On March 7, 2005, he re-signed with the Redskins as an unrestricted free agent.

Sellers signed a multi-year contract extension on March 2, 2007.

His stellar performance in the 2008 season allowed Sellers to be selected as the starting fullback for the 2009 Pro Bowl.

On September 16, 2009, the Redskins signed him to a two-year contract extension.
Sellers was involved in controversy after a 2009 exhibition game against the New England Patriots. As part of the pregame ceremonies, the last Washington Redskin player announced comes on to the field holding the American flag. This task fell to Sellers who took the flag to midfield before throwing it on the ground. This upset fans in attendance and caused Sellers to issue an apology the next day. He said it was a heat of the moment thing and not meant to be a sign of disrespect.

In the 2011 season, Sellers was made the backup fullback losing the starting spot to Darrel Young. According to Young, Sellers showed no hard feelings and has even acted as a mentor to him.
Throughout the season, Sellers played more on special teams along with being a backup fullback, tight end, and H-back.

On March 12, 2012, the Redskins released Sellers. On July 27, Sellers announced that he would be retiring from football.

==Honors==
In a 1999 article in The News Tribune (Tacoma, Wash.), Sellers was listed as one of the 100 greatest athletes in Washington state history.

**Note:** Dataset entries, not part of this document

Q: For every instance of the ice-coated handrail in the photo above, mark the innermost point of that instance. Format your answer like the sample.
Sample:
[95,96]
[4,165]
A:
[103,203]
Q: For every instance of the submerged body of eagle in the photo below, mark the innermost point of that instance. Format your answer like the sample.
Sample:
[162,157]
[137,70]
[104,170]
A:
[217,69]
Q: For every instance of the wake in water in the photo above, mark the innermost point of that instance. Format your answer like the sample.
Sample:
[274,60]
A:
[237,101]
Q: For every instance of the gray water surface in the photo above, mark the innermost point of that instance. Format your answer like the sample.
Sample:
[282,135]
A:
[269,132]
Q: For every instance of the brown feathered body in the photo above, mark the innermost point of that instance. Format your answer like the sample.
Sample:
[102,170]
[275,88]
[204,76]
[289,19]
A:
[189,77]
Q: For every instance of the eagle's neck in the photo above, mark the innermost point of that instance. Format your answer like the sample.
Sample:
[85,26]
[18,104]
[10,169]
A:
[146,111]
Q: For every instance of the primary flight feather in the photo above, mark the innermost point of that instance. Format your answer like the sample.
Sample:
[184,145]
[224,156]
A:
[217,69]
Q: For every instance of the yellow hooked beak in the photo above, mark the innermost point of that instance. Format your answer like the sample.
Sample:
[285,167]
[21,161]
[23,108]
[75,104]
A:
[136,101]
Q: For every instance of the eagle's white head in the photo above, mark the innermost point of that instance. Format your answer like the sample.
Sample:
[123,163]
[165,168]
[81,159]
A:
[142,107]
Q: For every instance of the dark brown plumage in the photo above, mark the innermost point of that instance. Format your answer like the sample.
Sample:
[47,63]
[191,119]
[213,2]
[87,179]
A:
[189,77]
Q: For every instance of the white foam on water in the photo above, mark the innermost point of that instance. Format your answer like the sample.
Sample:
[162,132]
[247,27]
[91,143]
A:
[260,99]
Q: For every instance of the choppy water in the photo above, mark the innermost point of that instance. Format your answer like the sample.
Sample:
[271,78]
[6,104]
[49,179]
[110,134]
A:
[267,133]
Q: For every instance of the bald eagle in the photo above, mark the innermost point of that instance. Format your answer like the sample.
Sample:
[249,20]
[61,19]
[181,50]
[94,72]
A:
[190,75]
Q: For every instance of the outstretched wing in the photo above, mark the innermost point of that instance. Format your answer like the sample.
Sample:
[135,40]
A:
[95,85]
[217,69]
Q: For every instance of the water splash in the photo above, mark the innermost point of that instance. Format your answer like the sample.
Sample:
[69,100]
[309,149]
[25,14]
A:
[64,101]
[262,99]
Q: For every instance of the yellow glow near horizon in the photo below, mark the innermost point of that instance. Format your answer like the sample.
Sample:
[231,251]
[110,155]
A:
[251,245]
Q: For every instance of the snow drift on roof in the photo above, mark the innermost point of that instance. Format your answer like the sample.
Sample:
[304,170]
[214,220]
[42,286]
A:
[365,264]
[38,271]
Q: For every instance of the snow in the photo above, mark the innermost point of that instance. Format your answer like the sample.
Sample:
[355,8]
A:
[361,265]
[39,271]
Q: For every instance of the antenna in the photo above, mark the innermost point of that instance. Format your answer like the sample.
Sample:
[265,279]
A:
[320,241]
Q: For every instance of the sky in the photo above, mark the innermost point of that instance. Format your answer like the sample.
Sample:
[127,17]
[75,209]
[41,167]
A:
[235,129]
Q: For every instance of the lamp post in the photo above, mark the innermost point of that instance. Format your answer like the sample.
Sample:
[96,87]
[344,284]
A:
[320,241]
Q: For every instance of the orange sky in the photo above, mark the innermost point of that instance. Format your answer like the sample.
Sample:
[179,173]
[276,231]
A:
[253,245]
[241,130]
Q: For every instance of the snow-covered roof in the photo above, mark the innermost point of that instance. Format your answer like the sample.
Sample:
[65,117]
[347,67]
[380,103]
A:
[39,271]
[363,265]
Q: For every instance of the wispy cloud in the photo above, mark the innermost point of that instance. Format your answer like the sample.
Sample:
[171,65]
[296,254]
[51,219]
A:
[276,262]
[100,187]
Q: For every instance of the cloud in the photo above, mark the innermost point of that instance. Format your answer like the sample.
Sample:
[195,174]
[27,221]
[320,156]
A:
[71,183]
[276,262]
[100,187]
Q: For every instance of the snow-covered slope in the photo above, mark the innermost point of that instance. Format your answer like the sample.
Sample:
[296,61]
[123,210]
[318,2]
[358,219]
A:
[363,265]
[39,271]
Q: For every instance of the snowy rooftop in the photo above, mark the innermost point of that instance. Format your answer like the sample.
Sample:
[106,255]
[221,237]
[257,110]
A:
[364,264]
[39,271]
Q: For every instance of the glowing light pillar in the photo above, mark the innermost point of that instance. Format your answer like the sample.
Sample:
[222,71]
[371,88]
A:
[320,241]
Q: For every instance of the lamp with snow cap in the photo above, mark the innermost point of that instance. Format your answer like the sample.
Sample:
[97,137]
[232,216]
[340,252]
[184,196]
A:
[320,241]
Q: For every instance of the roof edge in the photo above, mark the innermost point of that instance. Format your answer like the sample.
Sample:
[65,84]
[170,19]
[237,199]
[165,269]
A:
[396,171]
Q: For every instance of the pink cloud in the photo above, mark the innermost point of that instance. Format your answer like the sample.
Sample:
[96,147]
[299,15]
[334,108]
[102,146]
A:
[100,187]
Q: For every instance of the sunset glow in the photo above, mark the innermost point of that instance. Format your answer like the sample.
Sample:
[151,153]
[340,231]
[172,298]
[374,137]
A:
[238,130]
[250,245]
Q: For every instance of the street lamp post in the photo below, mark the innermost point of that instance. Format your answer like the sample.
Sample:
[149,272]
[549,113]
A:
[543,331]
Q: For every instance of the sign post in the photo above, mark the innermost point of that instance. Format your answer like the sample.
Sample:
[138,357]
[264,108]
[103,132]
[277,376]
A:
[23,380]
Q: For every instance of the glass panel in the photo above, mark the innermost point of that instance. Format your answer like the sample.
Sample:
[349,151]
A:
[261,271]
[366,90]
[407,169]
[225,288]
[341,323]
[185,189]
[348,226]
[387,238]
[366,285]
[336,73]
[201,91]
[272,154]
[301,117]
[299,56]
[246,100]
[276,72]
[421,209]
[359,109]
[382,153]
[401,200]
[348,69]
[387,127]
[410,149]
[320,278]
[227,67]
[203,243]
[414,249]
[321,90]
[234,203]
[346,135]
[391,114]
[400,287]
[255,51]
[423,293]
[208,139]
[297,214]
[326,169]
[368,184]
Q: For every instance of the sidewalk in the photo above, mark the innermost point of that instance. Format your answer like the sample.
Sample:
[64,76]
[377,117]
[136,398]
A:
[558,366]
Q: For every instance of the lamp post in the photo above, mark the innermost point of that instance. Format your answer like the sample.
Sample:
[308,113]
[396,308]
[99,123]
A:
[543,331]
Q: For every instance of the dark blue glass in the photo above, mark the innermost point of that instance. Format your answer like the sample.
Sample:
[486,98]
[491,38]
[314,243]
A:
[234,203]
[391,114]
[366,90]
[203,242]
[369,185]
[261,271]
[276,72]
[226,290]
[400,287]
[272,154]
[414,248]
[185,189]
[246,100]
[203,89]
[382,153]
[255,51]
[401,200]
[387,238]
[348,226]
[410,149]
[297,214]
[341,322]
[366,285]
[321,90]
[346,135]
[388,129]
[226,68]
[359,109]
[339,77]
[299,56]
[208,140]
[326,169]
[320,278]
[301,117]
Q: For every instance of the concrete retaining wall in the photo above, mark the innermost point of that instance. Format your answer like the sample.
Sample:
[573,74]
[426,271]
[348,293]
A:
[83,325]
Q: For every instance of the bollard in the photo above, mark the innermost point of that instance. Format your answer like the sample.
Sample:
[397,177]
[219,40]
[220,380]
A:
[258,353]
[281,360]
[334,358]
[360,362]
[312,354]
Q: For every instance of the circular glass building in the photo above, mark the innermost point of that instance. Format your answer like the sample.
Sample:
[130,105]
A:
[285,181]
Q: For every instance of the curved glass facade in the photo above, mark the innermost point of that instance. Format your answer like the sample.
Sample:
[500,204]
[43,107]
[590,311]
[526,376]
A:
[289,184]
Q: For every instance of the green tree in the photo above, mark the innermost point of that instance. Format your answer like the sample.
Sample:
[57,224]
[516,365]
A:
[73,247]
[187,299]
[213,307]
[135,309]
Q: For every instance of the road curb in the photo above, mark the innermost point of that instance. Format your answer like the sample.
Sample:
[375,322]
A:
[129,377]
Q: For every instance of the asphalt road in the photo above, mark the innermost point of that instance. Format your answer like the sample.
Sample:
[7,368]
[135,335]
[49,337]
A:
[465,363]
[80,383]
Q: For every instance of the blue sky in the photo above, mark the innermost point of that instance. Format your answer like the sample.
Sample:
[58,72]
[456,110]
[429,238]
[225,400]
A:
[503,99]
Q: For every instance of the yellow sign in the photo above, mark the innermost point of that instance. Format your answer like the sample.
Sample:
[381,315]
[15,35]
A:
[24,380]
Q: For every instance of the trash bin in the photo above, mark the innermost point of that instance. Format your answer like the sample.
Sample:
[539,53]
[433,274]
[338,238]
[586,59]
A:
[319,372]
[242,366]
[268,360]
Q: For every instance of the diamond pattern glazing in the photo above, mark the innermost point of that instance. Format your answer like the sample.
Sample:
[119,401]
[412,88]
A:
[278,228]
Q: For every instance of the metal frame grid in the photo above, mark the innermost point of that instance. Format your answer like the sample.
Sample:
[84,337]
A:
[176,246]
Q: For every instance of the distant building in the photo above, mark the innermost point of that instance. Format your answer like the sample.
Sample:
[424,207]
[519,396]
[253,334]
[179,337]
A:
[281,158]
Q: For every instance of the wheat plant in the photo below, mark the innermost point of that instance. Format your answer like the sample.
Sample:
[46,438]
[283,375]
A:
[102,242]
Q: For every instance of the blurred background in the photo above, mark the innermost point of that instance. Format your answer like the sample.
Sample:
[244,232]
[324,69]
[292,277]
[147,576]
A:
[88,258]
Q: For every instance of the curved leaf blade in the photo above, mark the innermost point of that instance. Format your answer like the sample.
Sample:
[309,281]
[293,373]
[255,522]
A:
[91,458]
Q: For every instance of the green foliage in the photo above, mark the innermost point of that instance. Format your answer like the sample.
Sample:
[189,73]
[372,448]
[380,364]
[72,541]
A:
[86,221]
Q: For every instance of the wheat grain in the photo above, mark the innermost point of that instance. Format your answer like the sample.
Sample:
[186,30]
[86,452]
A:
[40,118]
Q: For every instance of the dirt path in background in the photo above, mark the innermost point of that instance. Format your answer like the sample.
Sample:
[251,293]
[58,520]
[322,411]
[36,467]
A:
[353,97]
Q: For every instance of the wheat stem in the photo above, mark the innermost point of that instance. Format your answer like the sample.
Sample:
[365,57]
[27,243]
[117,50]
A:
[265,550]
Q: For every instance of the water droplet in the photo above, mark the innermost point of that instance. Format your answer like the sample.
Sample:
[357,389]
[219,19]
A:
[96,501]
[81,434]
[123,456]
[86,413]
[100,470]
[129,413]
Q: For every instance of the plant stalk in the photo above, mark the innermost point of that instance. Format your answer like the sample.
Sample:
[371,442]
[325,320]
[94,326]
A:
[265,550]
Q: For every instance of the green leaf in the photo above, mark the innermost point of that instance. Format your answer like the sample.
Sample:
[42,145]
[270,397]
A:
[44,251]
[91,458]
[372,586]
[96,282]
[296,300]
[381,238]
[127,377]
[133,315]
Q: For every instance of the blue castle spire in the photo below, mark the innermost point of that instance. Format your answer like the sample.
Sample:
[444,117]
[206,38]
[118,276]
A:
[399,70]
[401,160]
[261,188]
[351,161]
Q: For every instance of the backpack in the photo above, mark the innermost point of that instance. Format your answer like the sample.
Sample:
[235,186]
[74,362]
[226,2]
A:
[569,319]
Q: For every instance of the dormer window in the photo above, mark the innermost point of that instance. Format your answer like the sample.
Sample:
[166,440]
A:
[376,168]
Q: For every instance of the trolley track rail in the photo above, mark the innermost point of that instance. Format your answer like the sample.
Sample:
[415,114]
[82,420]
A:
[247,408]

In a February 2005 article in The Seattle Times, Sellers was named as one of the 25 greatest running backs in state history.

==Personal==
Mike Sellers has two daughters, Kaylin and Braxton.

Sellers is a motivational speaker, and spoke to high school football players throughout his career, mostly making an effort to dissuade them from taking steroids in an effort to be better football players.